En octubre de 1998 me fui de casa, con un maletín lleno de fotos,
cartas, música y algunos libros. Sabía que era un viaje sin regreso y que sólo
dependería del azar a partir de entonces. Confiaba en que alguien estaría
esperándome en el aeropuerto de Toronto, pues logré mandar dos o tres avisos y
hacer una llamada telefónica clave. Hoy día, cuando me preguntan cómo fui
escogido para una beca en el Banff Centre, sigo respondiendo: “Me invité yo
mismo”. Estuve dos años tratando de convencerlos, y al final cedieron. Como
tenía que pedirle permiso al Ministerio de Educación para poder viajar,
renuncié a mi puesto de profesor desde junio de ese año, y me sostuve
económicamente vendiendo mi ropero y biblioteca hasta quedarme con lo esencial.
“Te negarán la visa”, era la frase más socorrida de mi círculo cercano. “Los
canadienses están poniendo muchos requisitos ahora; ya no es como antes”. No
faltaron los consejos de tocador: “Lleva corbata; aféitate; que no te vean el
tatuaje de la mano; que no se te ocurra ir con esos zapatos…”El día de la
entrevista, escudado por el inefable Alcides Herrera (que debía irse a México a
fines de año) me presenté con la facha de siempre, desoyendo a los
maquilladores y con una tranquilidad envidiable. Tres horas más tarde tenía una
visa estampada en el libretón cubanoide de pasar puertos.

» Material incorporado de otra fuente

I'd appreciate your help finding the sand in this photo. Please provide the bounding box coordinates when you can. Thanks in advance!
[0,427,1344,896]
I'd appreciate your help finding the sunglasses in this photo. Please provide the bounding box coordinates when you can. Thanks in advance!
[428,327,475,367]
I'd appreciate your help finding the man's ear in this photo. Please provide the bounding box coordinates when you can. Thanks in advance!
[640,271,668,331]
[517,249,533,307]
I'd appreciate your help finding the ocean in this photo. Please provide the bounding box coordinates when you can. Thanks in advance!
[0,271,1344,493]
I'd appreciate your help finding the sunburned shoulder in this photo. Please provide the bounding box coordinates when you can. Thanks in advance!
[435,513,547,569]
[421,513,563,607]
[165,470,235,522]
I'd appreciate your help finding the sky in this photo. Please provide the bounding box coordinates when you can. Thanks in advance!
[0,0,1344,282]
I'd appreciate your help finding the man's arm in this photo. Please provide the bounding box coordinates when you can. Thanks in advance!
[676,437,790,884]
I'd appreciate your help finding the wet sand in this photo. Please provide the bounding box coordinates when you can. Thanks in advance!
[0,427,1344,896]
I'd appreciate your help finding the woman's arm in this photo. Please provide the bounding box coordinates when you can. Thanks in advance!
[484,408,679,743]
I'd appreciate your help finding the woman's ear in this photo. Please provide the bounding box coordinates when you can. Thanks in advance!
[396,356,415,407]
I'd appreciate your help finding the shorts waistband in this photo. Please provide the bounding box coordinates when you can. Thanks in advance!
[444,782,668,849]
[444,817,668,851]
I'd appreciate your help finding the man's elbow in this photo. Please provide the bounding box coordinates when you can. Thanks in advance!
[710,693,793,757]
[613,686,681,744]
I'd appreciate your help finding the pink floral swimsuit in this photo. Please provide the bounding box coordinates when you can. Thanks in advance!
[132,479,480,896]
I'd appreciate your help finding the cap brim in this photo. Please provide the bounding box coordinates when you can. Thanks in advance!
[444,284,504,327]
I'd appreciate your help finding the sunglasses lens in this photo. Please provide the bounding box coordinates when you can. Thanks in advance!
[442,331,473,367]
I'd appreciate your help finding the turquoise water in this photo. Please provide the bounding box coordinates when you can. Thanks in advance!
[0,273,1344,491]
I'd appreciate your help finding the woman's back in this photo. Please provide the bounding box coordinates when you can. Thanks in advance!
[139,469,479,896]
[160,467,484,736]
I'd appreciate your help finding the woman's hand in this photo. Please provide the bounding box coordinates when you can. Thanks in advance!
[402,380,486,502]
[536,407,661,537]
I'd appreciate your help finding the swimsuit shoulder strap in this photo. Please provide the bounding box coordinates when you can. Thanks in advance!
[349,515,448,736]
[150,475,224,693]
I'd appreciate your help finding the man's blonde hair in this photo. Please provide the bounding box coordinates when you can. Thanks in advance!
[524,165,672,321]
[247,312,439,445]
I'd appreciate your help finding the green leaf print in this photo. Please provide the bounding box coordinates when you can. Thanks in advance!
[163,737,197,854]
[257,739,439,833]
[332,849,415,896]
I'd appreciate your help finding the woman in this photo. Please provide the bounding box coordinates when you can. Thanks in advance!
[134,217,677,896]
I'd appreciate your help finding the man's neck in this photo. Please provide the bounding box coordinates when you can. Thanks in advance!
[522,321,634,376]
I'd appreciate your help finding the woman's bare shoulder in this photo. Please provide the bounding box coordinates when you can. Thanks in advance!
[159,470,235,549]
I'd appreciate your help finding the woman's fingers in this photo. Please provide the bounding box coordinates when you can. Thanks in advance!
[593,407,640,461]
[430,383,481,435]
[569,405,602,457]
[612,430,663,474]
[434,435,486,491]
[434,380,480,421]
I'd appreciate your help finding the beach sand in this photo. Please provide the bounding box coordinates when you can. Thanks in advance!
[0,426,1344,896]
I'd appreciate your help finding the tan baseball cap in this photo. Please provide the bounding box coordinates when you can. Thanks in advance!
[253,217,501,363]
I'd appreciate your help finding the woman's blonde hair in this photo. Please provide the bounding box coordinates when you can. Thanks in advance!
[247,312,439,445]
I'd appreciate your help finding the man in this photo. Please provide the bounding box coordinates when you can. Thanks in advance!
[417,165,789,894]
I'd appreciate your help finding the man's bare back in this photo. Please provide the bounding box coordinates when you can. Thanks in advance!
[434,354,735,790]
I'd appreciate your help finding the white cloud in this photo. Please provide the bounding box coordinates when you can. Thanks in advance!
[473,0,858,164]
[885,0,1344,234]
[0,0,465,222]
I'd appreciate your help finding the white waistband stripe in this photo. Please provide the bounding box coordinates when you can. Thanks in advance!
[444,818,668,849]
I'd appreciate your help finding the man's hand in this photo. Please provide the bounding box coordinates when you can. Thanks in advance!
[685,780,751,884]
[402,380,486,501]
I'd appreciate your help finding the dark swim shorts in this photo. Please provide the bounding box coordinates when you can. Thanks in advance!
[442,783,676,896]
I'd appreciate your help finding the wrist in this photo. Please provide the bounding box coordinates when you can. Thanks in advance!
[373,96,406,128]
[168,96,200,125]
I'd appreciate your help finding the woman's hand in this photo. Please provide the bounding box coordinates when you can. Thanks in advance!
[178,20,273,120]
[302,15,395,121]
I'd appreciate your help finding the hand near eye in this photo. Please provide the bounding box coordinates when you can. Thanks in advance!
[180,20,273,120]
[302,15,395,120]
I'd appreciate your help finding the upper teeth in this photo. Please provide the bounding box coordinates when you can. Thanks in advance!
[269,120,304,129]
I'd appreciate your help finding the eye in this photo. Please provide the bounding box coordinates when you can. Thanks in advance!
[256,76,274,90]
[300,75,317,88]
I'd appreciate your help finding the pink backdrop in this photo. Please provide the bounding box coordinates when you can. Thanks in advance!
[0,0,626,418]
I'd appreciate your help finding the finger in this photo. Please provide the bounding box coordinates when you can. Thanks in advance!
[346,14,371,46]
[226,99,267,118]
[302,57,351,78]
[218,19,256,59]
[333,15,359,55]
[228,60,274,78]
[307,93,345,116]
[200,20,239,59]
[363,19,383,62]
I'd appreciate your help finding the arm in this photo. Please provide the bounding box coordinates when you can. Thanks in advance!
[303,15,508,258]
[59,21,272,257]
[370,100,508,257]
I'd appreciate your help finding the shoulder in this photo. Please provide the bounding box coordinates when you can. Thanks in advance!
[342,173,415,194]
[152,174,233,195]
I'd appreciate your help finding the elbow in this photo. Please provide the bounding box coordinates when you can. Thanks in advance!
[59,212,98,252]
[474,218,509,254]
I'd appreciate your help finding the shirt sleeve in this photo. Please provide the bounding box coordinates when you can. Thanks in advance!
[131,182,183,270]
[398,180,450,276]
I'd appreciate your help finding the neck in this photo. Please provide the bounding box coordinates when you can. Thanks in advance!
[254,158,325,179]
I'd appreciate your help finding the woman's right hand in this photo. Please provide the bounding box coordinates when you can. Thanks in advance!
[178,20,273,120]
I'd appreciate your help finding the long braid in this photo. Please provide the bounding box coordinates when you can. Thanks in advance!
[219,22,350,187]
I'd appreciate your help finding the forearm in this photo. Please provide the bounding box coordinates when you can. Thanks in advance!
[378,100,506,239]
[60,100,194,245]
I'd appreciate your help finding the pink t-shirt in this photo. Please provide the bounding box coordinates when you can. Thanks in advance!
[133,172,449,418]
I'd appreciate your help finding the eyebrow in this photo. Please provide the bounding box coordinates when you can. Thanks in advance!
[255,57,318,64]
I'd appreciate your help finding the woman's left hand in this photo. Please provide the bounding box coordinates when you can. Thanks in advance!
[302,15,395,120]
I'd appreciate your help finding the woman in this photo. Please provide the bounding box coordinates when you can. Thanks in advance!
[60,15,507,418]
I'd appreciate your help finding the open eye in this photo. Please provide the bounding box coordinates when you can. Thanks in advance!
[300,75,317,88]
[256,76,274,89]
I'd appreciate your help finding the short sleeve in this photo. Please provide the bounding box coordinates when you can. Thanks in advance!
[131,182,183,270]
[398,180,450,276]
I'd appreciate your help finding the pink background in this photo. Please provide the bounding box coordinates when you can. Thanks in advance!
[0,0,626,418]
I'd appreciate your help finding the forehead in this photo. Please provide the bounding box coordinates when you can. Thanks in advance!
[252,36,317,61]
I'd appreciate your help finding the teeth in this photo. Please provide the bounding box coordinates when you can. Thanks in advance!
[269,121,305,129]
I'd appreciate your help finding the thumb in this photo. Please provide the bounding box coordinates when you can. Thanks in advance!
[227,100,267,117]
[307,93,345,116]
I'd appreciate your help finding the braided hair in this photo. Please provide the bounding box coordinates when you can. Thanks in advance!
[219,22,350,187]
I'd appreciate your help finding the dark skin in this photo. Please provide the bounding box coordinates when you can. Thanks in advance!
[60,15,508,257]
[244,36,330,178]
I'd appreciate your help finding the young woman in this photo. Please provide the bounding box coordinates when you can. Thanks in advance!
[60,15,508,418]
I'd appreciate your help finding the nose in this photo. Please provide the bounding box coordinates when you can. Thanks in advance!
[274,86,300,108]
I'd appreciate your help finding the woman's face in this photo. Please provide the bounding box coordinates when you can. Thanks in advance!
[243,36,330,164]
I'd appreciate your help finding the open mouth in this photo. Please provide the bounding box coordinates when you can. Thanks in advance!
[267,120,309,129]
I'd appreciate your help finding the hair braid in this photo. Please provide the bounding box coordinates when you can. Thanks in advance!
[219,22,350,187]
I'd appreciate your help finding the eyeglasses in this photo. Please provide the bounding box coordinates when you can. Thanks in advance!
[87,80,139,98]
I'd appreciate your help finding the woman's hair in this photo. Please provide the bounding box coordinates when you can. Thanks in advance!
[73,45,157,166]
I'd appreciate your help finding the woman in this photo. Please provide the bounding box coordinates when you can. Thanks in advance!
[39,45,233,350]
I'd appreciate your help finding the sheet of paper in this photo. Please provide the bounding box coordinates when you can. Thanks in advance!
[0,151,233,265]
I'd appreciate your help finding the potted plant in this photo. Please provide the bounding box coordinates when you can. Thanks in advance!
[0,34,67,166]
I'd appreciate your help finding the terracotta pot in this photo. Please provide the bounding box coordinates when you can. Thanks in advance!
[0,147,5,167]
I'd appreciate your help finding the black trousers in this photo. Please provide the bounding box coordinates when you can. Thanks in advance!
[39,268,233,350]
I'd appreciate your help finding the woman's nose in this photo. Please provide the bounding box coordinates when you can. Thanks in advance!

Mi última semana la pasé en
Santa Fe, en casa de un amigo de la infancia. No quería ni exhibirme, por temor
a que algún dios o la policía interrumpieran mis planes. Estuve la última tarde
(10 de octubre) bebiendo y ayudando en la cocina. Mi comida de despedida,
capricho de manigua, fue un plato de malangas hervidas, rociadas con manteca de
puerco. Me gasté todo el dinero cubano que me quedaba en ron, y en comida para
la casa de mi amigo. Al anochecer se vació la última botella, y recordé que
había guardado seis monedas de tres pesos, de las que ostentaban la oportuna
cara del Che (alguien me aseguró que en Canadá las podría vender como
souvenirs), y compré la botella del epílogo con moneda despojada de condición
especulativa. Ya tarde en la noche me quedé solo en el portal trasero, oyendo
aquello de: Tengo un dolor en el alma, que no
quiero demostrar… y se me
salieron algunas lágrimas. Dormí sobre el piso frío, con toda intención, y nos
fuimos de madrugada para el aeropuerto. Todo ocurrió de manera vertiginosa. De
pronto estaba en el avión, yo que nunca había volado en mi vida, y me vi entre
nubes y Cuba se iba escurriendo hasta convertirse en una mancha violácea.